We developed a contrastive reinforcement learning framework that extends the Story Reasoning dataset with synthetic negative examples. Our approach creates 4,178 synthetic stories by algorithmically sampling images from different movies, ensuring visual incoherence while maintaining the same structural requirements as real stories.
Our method incorporates three key innovations:
- Synthetic negative story generation using deterministic sampling to create visually incoherent sequences
- Dual-component reward function that promotes entity re-identification in real stories while penalizing it in synthetic ones
- Direct Preference Optimization training that teaches models appropriate discrimination between coherent and incoherent sequences
Key Findings
Our experimental results demonstrate substantial improvements in entity re-identification and grounding performance:
Significant grounding improvements: Fine-tuning Qwen Storyteller using our contrastive approach improved mean Average Precision (mAP) from 0.27 to 0.31 (+14.8%) and F1 score from 0.35 to 0.41 (+17.1%), indicating better alignment between textual references and visual entities.
Enhanced entity persistence: Cross-frame character and object consistency increased across all frame counts, with entities appearing in 5 or more frames advancing from 29.3% to 33.3% (+13.7%), demonstrating improved long-term entity tracking capabilities.
Pronoun grounding accuracy: Dramatic improvements in pronoun-entity alignment, with “he” accuracy increasing from 90.1% to 99.1%, “she” from 91.1% to 98.6%, and possessive pronouns showing similar gains, reducing ambiguous references throughout narratives.
Story structure quality: Well-structured stories containing proper chain-of-thought and grounded narratives increased from 79.1% to 97.5% (+23.3%), indicating better overall narrative coherence and format compliance.

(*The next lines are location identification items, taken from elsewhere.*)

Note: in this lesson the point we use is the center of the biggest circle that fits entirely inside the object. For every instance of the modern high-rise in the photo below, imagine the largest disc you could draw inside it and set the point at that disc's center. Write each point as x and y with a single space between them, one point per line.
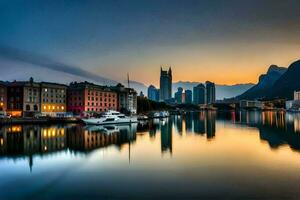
179 95
165 91
199 94
153 93
210 92
188 97
3 96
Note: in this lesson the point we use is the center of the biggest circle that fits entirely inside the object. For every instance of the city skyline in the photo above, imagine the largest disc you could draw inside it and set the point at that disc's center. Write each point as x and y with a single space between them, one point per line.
233 41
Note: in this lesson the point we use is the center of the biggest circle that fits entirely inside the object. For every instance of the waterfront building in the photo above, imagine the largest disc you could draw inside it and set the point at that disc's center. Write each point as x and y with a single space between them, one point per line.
142 94
199 94
31 103
179 95
295 103
85 98
3 96
165 91
247 104
296 95
15 96
127 99
153 93
188 96
53 99
210 92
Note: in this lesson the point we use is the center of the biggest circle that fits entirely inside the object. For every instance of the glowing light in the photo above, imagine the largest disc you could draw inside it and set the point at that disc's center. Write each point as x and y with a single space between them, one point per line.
45 133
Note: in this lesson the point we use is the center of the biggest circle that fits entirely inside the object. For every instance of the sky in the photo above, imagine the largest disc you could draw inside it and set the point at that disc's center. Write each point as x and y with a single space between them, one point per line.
227 42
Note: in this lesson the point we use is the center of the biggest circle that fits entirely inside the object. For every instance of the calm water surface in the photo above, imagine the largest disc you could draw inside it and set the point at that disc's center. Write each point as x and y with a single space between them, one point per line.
250 155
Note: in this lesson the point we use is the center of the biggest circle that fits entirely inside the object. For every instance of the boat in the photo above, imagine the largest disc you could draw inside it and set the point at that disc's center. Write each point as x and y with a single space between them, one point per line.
161 114
110 117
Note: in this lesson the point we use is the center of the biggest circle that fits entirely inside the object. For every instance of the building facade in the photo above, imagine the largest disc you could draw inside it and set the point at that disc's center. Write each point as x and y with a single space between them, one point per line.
153 93
53 98
165 91
247 104
85 98
199 94
188 97
179 96
3 96
31 100
296 95
210 92
15 96
127 99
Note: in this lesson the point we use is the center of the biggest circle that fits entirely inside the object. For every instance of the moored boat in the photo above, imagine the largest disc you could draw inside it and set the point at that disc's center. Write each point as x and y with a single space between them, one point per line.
111 117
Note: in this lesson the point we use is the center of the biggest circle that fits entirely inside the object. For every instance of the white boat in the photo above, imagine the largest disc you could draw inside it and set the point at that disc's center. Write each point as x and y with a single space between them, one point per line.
161 114
111 117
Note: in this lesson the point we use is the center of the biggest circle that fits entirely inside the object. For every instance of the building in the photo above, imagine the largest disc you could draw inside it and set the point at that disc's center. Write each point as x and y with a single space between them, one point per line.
142 94
15 96
85 98
3 96
179 96
165 91
31 99
127 99
296 95
199 94
53 99
247 104
293 104
188 97
210 92
153 93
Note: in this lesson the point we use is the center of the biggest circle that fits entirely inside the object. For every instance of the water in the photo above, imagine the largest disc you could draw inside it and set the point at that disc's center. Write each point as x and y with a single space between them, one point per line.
248 155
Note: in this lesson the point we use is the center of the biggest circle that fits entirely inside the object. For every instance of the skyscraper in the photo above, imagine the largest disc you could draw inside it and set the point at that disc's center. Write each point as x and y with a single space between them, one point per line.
210 92
165 91
178 95
199 94
188 96
153 93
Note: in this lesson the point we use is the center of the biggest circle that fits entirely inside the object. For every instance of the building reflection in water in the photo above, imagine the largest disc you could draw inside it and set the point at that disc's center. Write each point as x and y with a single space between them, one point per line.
276 128
26 141
166 135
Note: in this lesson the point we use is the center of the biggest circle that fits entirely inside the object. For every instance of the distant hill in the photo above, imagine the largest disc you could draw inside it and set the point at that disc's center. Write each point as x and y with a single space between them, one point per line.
285 86
265 83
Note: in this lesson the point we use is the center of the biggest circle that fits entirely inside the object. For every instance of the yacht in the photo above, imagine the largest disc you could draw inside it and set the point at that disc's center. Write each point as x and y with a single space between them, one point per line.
111 117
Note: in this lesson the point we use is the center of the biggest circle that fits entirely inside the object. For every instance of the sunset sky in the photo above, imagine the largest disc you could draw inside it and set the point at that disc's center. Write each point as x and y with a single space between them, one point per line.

The results establish that contrastive training with synthetic negative examples significantly improves model discrimination capabilities, teaching systems not only when to establish entity connections but crucially when to avoid them. This approach has important implications for reliable visual storytelling, content generation, and any application requiring consistent entity tracking across visual sequences.